I hit the ground hard. The impact jarred my teeth and sent a fresh wave of agony through my shoulder. The silk of my gown caught on a piece of rusted rebar sticking out of the mud, tearing with a sound like a dying breath. I lay there, my face pressed against the cold, slick grime of the slums.
"Happy birthday, Princess," Miller spat.
The door slammed. The SUV peeled away, its tires throwing a spray of oily slush over my hair and shoulders. I watched the red taillights fade into the thick yellow mist of the slums, two glowing eyes retreating into a world that no longer recognized my face.
I tried to remember why I was here. I tried to hold onto the image of the boardroom, the feel of the mahogany table under my palms, the way Julian looked when he smiled before the betrayal. I reached for the memory of Mark. I pictured the way he adjusted his cufflinks, the way he looked at me with what I thought was love.
Mark. The name felt like a phantom limb, an ache for something I could no longer touch. I tried to speak his name, to call him back, to ask why he had stepped away while they held the needle to my neck.
My mouth opened, but only the sound of the wind answered.
I closed my eyes. The Lethe-9 surged again, a final, crushing wave of black ink in my veins. My mind sought patterns in the dark, trying to calculate a way out, but the variables were dissolving. The equations of my life were being erased by a cold, relentless hand.
Sabrina. The name flickered in my mind, a dying candle in a windstorm.
Sabrina Valerius. CEO. Daughter. Diamond.

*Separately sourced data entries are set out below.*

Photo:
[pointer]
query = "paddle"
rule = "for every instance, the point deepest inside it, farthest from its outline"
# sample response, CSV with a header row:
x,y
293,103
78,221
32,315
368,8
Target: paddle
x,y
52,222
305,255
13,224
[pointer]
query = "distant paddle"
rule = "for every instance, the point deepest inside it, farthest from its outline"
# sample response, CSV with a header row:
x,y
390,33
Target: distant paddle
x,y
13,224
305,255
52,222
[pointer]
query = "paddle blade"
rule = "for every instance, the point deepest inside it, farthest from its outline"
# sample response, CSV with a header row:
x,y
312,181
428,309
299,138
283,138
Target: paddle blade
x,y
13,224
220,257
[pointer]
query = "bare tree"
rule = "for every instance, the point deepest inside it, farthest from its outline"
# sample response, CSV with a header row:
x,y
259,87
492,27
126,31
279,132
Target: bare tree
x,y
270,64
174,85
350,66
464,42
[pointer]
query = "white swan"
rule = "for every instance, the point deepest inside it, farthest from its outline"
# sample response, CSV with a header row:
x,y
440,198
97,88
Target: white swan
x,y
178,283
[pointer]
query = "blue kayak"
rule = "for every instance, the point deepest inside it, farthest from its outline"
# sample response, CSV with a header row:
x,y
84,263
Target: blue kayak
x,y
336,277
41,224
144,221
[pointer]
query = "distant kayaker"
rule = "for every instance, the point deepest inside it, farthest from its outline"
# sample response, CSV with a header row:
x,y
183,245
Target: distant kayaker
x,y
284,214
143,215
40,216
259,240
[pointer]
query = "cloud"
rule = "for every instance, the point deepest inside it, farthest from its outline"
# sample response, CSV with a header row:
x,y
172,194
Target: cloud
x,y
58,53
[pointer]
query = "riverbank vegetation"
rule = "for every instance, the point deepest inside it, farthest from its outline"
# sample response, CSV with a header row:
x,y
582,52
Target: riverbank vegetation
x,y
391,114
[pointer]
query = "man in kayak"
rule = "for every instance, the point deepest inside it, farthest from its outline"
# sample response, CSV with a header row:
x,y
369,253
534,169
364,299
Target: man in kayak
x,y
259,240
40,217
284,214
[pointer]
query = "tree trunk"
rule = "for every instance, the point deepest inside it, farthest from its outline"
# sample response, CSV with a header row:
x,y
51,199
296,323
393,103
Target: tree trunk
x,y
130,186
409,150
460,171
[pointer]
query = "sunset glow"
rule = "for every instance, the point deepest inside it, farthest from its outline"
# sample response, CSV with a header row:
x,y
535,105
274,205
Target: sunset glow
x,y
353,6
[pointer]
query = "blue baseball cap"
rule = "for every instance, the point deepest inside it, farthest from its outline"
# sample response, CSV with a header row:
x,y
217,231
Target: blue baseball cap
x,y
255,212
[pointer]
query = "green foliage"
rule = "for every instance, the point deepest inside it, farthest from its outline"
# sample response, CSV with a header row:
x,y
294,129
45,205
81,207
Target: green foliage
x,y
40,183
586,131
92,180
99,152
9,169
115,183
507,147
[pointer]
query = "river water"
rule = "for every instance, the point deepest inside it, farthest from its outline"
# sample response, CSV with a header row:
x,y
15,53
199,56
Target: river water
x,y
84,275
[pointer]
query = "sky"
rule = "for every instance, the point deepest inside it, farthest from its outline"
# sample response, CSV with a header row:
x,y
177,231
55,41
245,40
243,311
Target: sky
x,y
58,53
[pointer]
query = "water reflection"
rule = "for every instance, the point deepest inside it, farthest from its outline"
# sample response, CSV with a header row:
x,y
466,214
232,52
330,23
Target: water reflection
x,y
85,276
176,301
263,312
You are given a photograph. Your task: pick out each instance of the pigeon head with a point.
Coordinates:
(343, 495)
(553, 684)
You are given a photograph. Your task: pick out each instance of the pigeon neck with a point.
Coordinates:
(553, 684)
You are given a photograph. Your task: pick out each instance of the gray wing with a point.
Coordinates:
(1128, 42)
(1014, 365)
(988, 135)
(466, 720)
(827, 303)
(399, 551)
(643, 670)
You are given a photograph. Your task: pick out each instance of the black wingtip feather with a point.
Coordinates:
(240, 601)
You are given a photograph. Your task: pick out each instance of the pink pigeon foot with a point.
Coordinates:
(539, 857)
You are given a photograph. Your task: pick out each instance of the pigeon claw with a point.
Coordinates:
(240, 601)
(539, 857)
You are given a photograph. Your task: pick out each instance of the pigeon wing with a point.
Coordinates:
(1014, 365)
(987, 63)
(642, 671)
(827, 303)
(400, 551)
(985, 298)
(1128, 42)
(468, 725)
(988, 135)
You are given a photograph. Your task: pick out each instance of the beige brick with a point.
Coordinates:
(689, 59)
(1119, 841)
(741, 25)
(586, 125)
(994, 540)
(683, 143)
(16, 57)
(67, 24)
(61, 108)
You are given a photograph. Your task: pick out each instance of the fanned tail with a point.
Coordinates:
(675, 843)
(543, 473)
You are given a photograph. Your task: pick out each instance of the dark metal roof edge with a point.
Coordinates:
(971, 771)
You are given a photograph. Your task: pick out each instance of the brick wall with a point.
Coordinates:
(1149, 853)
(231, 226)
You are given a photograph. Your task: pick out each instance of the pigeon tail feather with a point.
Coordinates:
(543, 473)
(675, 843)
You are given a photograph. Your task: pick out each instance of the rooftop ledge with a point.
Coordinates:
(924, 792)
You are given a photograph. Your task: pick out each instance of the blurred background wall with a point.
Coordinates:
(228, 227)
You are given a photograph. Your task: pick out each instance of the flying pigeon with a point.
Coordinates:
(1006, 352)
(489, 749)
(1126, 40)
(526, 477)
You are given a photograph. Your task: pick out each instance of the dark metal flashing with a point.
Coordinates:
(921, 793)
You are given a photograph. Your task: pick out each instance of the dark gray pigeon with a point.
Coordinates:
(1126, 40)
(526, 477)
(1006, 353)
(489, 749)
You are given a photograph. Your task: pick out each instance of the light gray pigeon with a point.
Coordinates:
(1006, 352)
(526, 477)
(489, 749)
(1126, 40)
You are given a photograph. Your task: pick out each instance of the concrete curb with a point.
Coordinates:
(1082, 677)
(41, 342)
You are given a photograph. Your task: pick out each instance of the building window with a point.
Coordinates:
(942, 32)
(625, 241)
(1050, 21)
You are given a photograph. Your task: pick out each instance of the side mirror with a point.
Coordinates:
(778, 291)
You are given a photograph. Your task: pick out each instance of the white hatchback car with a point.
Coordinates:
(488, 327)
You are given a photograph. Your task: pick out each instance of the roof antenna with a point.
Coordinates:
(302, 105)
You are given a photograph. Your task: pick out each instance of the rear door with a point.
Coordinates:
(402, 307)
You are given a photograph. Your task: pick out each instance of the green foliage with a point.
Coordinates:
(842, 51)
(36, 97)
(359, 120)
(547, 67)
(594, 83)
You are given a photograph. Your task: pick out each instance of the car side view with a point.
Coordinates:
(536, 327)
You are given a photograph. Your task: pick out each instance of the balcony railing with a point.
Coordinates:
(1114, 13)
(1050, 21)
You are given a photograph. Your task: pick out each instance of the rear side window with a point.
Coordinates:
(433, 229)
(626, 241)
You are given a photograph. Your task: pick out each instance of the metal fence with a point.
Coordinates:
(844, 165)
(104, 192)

The syllables shattered. They fell away into the mud, washed clean by the acid rain. I reached for the memory of my father's voice, for the warmth of my library, for the weight of the Sovereign power that once made me a god among men.
But there was only the cold sting of the gutter. The girl who had ruled an empire vanished into the trash.
The darkness claimed me completely. As the last spark of the Valerius legacy guttered out, the lights of the distant city seemed to mock me.
Sabrina was dead. Only the meat remained.
I sank into the filth, and the world went black.